Any mistakes in the following are my fault.
First, I started with the usual "alr init", followed by "alr with intl", then edited the main .adb file to be the following:
with Intl;
with Ada.Strings.Wide_Bounded;
with Ada.Strings.UTF_Encoding.Wide_Strings;
with Ada.Wide_Text_IO;
procedure Hello is
PROG_NAME : constant String := "hello";
function Gettext (Message : in String) return String is (Intl.Gettext (Message));
package Dyn is new Ada.Strings.Wide_Bounded.Generic_Bounded_Length (Max => 100);
Message : Dyn.Bounded_Wide_String;
begin
Intl.Initialize (PROG_NAME, "/home/user/locale");
Message := Dyn.To_Bounded_Wide_String (Source => Ada.Strings.UTF_Encoding.Wide_Strings.Decode (Gettext ("Hello world!")));
Ada.Wide_Text_IO.Put_Line (Dyn.To_Wide_String (Message));
end Hello;
In my opinion, even though Ada can be verbose this is reasonably short and readable. Some salient points:
- Need to use Wide_ variants of packages. I chose this instead of Wide_Wide_ out of pure stubborness--I care a lot about modern East Asian languages where a big effort was made with Han unification to fit in the Basic Multilingual Plane, and not at all about emojis.
- I had to use Gettext instead of the shorter "-" to work with the xgettext utility (see below).
- The use of the `Message` variable is artificial, just for experimentation. The result of `Decode` could have been passed directly to `Put_Line`.

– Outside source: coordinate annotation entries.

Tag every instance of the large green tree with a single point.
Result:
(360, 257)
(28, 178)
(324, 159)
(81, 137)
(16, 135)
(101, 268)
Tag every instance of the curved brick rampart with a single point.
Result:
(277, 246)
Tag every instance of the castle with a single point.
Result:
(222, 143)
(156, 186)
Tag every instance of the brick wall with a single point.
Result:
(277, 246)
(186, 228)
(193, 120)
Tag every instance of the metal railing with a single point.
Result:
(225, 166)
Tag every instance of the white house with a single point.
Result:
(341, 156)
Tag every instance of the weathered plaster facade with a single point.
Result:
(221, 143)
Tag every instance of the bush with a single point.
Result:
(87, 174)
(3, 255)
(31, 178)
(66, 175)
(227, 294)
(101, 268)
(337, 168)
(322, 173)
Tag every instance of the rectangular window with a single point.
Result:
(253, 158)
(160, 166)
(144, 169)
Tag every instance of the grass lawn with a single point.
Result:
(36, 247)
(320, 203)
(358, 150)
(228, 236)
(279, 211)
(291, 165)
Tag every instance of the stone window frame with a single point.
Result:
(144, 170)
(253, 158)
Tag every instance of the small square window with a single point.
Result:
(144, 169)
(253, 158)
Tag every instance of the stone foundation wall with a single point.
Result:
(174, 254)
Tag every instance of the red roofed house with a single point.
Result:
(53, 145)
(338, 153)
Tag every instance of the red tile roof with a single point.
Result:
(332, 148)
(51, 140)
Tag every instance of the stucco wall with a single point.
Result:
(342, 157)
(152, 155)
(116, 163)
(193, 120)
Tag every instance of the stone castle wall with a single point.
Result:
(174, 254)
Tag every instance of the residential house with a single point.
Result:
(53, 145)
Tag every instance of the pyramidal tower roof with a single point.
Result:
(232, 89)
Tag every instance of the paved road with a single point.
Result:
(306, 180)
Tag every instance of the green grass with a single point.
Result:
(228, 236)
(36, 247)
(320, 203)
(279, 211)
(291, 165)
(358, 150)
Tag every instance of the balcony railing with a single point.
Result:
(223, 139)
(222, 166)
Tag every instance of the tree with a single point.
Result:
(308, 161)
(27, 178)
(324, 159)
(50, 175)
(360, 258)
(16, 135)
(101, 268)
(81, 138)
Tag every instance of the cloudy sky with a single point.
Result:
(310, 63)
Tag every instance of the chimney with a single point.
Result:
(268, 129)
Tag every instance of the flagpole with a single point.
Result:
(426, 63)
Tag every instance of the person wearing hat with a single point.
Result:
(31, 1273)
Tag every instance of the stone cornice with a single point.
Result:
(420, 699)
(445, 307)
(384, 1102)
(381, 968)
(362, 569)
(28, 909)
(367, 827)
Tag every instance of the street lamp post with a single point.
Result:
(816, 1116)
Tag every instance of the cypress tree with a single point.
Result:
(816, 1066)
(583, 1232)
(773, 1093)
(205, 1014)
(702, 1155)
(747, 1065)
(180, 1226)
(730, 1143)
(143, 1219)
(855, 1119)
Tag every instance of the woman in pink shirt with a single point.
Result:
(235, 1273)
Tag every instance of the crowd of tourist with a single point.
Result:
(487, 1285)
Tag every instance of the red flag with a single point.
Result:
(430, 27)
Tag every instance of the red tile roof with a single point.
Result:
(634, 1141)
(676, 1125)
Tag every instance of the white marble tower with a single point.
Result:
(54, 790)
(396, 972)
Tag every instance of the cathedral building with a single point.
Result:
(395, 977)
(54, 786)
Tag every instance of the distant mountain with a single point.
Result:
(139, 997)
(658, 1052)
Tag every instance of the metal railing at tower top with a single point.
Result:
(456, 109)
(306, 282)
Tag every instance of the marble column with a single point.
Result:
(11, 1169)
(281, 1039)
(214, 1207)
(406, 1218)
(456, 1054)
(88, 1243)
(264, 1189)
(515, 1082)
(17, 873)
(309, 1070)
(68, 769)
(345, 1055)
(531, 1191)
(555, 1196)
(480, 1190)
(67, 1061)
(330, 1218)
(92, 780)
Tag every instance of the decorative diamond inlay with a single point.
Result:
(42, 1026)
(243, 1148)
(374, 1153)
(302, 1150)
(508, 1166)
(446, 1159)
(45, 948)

Now the rest is mostly done at a shell prompt:
xgettext --from-code=UTF-8 --keyword=Gettext --add-comments -C -o hello.pot src/hello.adb msginit --input=hello.pot --locale=ja --output=ja.po
Note that for longer Ada programs you might have unmatched single quotes, e.g. for attributes like `'Value` and so have to add comments like `-- '` just to keep xgettext happy. Now change the encoding in ja.po to UTF-8 if necessary, and replace the empty string translation with "こんにちは世界!". Next, some more shell commands:
mkdir -p $HOME/locale/ja/LC_MESSAGES msgfmt --output-file=$HOME/locale/ja/LC_MESSAGES/hello.mo ja.po export LANGUAGE=ja ./bin/hello
And it does what you expect. If LANGUAGE is unset, or no translation exists, the fallback (English) is used. All-in-all, pretty painless. I'm interested in language processors, so have some advice there:
- Don't internationalize keywords & variable/constant names. France tried this, it's pointless since programming languages are closer to Maths than English anyway.
- It's a tough call, but I think comments should be in English if you want anyone else to help with maintenance. In an ideal world everyone would be a polyglot, but ...
- Signon banners, progress messages, etc. should be internationalized.
- Error messages should be internationalized.
I've been doing other stuff, but it seemed better captured in PRs, defect reports, etc. instead of gemlog entries. I wholeheartedly recommend the Distributed Systems Annex!